Ooh, good idea! I'm getting sick and tired of foo(), it's time for walter().


Shell's sort would like a word. Or Bloom's filter, for that matter...


And then there is the Hann window function, sometimes called ... "named after Julius von Hann, and sometimes referred to as Hanning, presumably due to its linguistic and formulaic similarities to the Hamming window." Wikipedia, window function


Or currying


Dijkstra's algorithm, Turing machines, von Neumann architecture, Hoare triples, Hamming distance, Levenshtein distance, Fisher-Yates (or Knute) shuffle, ...

https://en.wikipedia.org/wiki/List_of_algorithms - many of the items in this list are named after people.


Krebs' cycle, HeLa cells and Lugol's formula in medicine as well; And also an Allen key, a Phillips screwdriver, many of the physical units (Ampere, Volt, Tesla, Weber, Newton, ...).

It happens in all fields. For that matter, the Hebrew word for masturbation is named after Onan, who was described in the bible as having done so.

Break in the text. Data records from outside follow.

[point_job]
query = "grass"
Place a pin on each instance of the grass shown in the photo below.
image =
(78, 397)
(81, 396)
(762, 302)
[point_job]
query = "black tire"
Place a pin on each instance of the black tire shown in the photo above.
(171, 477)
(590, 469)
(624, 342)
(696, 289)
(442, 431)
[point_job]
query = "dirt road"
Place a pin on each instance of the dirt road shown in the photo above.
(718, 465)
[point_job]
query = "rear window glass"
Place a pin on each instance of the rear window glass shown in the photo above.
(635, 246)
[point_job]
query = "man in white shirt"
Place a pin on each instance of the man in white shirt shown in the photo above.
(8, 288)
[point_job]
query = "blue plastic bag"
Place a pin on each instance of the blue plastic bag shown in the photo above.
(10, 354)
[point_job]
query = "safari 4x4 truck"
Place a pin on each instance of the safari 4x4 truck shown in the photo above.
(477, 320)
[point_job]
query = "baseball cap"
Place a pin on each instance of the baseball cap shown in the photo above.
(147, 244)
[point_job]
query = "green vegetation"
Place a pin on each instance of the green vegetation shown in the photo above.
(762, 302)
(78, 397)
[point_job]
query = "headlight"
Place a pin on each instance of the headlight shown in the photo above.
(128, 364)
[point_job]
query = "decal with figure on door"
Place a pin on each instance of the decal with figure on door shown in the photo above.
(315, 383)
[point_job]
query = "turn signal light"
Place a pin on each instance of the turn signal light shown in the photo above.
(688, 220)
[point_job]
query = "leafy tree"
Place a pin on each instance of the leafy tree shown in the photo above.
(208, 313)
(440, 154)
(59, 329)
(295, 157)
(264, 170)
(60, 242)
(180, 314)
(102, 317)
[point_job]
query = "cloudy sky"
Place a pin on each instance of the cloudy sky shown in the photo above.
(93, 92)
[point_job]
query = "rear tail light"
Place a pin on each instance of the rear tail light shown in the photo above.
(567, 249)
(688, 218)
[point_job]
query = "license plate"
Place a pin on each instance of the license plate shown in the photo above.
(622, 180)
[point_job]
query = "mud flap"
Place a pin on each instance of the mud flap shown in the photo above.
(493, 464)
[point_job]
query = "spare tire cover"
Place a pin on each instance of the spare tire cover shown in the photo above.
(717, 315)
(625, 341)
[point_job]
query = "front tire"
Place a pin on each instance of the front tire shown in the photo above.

Onanism and related words exist in English and other languages too: https://www.collinsdictionary.com/dictionary/english/onanism


Kolmogorov complexity


I find it a good thing to name it after someone who discovered something or pioneered branch in the field. Sometimes it makes it confusing but most of the time the name reference makes it very easy to remember as well


If that were true, then why don't we do the same thing for programming? We only do that for languages and algorithms (which I'm still not a fan of), but everything else tries to have descriptive names because then it's easier to understand how it fits together with other concepts. If we called for loops "bobs" and while loops "jims", how are you supposed to know how they are related, structurally?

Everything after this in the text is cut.